Now producing the assembler directly yourself is a bit more involved than for the ARM code FrankH showed. This is because to take a variable shift value a specific register, cl, must be used, so we need to give the compiler enough information to do that. Here goes:
static inline uint32 rotl32_i64_asm(uint32 value, unsigned shift)
{
// i64 - shift must be in register cl so create a register local assigned to cl
// no need to mask as i64 will do that
register uint8 cl asm ( "cl" ) = shift;
uint32 shifted;
// emit the rotate left long
// %n values are replaced by args:
// 0: "=r" (shifted) - any register (r), result(=), store in var (shifted)
// 1: "0" (value) - *same* register as %0 (0), load from var (value)
// 2: "r" (cl) - any register (r), load from var (cl - which is the cl register so this one is used)

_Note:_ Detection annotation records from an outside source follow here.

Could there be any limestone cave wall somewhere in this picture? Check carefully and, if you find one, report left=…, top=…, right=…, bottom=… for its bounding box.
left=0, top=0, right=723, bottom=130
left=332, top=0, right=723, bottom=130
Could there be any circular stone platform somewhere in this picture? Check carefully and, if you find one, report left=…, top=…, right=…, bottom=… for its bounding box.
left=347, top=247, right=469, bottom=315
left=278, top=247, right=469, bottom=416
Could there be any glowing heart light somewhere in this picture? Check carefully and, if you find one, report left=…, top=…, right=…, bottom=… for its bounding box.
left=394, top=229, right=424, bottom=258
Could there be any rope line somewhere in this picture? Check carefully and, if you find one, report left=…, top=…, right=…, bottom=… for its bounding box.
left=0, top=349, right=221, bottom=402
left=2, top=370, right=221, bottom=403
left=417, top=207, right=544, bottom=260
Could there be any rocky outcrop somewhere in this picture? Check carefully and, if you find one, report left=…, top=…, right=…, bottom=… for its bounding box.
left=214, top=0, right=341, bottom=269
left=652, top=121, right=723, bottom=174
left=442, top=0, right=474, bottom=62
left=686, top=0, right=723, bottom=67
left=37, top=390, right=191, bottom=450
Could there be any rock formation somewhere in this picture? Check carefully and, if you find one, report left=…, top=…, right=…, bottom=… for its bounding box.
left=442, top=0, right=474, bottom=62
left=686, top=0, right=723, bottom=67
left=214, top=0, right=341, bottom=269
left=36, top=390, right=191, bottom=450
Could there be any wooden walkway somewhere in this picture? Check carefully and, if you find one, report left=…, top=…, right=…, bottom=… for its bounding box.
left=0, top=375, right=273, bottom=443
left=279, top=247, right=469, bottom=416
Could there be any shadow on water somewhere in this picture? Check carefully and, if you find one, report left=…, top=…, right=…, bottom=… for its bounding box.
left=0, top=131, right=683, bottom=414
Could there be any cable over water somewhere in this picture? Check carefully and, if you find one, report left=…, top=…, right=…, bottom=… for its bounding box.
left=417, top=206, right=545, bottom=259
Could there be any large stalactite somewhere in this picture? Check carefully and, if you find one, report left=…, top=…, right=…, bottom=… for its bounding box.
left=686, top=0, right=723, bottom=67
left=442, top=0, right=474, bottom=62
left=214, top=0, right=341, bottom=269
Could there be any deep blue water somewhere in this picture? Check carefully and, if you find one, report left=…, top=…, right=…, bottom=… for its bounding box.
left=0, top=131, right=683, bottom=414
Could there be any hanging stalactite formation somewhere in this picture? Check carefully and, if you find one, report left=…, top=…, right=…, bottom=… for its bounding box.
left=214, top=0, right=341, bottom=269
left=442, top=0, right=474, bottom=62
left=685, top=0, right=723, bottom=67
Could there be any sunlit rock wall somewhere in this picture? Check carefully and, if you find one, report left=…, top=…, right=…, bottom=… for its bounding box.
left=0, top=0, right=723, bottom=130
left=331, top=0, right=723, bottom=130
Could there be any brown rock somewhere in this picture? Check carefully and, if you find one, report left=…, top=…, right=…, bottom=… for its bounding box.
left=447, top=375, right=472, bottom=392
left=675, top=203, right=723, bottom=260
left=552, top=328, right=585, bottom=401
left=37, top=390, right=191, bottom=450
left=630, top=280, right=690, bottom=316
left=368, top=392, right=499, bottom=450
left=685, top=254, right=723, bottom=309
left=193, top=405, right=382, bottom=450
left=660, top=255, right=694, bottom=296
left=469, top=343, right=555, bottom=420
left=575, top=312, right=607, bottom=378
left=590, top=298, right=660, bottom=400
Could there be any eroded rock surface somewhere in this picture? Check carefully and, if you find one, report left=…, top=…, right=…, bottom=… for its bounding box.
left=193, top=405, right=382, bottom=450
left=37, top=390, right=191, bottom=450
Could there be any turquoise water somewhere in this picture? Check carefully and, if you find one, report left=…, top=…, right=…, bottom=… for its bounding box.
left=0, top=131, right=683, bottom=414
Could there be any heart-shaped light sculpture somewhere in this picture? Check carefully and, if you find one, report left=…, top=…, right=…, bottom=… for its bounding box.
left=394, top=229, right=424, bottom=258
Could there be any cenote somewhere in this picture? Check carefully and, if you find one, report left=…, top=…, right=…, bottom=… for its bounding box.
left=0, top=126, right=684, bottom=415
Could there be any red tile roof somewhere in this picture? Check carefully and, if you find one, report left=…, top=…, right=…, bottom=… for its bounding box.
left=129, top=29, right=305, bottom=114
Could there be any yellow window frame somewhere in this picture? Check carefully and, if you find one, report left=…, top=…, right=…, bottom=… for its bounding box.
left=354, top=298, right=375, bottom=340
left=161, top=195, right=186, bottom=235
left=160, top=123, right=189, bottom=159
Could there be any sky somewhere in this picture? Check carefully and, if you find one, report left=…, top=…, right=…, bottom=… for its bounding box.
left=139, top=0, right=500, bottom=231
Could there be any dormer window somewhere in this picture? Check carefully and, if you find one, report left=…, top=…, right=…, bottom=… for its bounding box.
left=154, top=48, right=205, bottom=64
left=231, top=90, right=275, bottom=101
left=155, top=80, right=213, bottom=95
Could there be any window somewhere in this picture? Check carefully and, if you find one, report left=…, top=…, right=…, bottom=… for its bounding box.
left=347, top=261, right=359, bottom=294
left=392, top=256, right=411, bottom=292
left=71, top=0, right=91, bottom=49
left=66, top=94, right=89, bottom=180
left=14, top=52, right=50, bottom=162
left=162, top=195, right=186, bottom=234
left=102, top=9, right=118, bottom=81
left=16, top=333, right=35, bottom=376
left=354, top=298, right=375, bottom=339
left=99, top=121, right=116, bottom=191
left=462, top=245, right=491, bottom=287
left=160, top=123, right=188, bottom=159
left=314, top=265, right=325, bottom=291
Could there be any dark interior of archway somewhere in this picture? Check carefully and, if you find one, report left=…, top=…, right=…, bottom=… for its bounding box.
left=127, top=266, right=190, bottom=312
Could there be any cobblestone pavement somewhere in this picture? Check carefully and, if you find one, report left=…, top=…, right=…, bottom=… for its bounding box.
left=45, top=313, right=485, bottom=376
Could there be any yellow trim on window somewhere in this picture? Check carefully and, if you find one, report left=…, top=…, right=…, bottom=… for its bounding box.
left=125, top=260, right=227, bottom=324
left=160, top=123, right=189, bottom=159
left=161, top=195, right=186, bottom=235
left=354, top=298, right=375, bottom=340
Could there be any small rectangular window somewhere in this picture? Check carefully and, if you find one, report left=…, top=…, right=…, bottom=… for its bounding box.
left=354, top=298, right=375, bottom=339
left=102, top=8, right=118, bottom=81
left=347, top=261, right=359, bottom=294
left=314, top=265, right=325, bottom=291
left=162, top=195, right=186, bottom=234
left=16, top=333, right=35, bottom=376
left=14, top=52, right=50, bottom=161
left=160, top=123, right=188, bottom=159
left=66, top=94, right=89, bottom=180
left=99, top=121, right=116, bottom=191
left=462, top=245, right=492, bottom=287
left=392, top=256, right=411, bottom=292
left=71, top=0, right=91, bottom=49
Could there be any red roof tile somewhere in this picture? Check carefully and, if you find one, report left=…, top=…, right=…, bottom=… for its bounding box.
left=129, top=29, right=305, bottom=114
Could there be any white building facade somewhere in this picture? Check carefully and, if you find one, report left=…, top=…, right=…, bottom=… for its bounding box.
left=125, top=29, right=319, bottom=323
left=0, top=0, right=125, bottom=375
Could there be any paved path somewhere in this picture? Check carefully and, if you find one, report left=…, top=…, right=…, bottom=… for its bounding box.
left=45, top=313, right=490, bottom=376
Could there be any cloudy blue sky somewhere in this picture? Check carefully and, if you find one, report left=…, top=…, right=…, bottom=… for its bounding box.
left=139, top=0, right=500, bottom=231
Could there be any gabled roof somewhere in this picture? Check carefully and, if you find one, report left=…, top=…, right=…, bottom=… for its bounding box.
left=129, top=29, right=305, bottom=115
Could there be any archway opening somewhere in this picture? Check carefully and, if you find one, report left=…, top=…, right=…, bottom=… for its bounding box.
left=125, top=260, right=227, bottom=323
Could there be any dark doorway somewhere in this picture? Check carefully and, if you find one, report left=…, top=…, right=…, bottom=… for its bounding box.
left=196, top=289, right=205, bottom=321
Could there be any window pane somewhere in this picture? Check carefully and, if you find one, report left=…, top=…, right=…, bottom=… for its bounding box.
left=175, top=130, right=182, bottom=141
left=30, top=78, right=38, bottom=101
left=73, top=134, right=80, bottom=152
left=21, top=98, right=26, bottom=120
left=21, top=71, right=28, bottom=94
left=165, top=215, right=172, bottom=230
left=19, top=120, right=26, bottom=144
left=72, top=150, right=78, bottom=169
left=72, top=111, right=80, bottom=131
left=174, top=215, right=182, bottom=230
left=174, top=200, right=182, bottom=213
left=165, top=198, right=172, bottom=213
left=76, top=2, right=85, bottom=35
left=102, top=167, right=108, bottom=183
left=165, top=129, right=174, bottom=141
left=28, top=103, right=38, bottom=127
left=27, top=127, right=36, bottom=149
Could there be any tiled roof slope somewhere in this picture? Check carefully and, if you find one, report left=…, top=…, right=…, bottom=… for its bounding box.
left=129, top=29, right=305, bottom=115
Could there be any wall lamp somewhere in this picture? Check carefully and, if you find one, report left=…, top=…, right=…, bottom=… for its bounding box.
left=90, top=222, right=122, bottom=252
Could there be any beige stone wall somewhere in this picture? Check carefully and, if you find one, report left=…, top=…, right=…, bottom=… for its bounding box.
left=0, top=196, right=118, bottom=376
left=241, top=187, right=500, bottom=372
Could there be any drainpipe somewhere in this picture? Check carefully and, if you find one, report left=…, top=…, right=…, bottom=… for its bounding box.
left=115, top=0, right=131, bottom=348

__asm__ ("roll %2,%0" : "=r" (shifted) : "0" (value), "r" (cl));
return shifted;
}
Change test_rotl32 to call rotl32_i64_asm and check the assembly output again - it should be the same, i.e. the compiler did as well as we did.
Further note that if the commented out masking line in rotl32_i64 is included it essentially becomes rotl32 - the compiler will do the right thing for any architecture all for the cost of a single and instruction in the i64 version.
So asm is there is you need it, using it can be somewhat involved, and the compiler will invariably do as well or better by itself...
HTH
The 32bit rotate in ARM would be:
__asm__("MOV %0, %1, ROR %2\n" : "=r"(out) : "r"(in), "M"(N));
where N is required to be a compile-time constant.
But the output of the barrel shifter, whether used on a register or an immediate operand, is always a full-register-width; you can shift a constant 8-bit quantity to any position within a 32bit word, or - as here - shift/rotate the value in a 32bit register any which way.
But you cannot rotate 16bit or 8bit values within a register using a single ARM instruction. None such exists.
That's why the compiler, on ARM targets, when you use the "normal" (portable [Objective-]C/C++) code (in << xx) | (in >> (w - xx)) will create you one assembler instruction for a 32bit rotate, but at least two (a normal shift followed by a shifted or) for 8/16bit ones.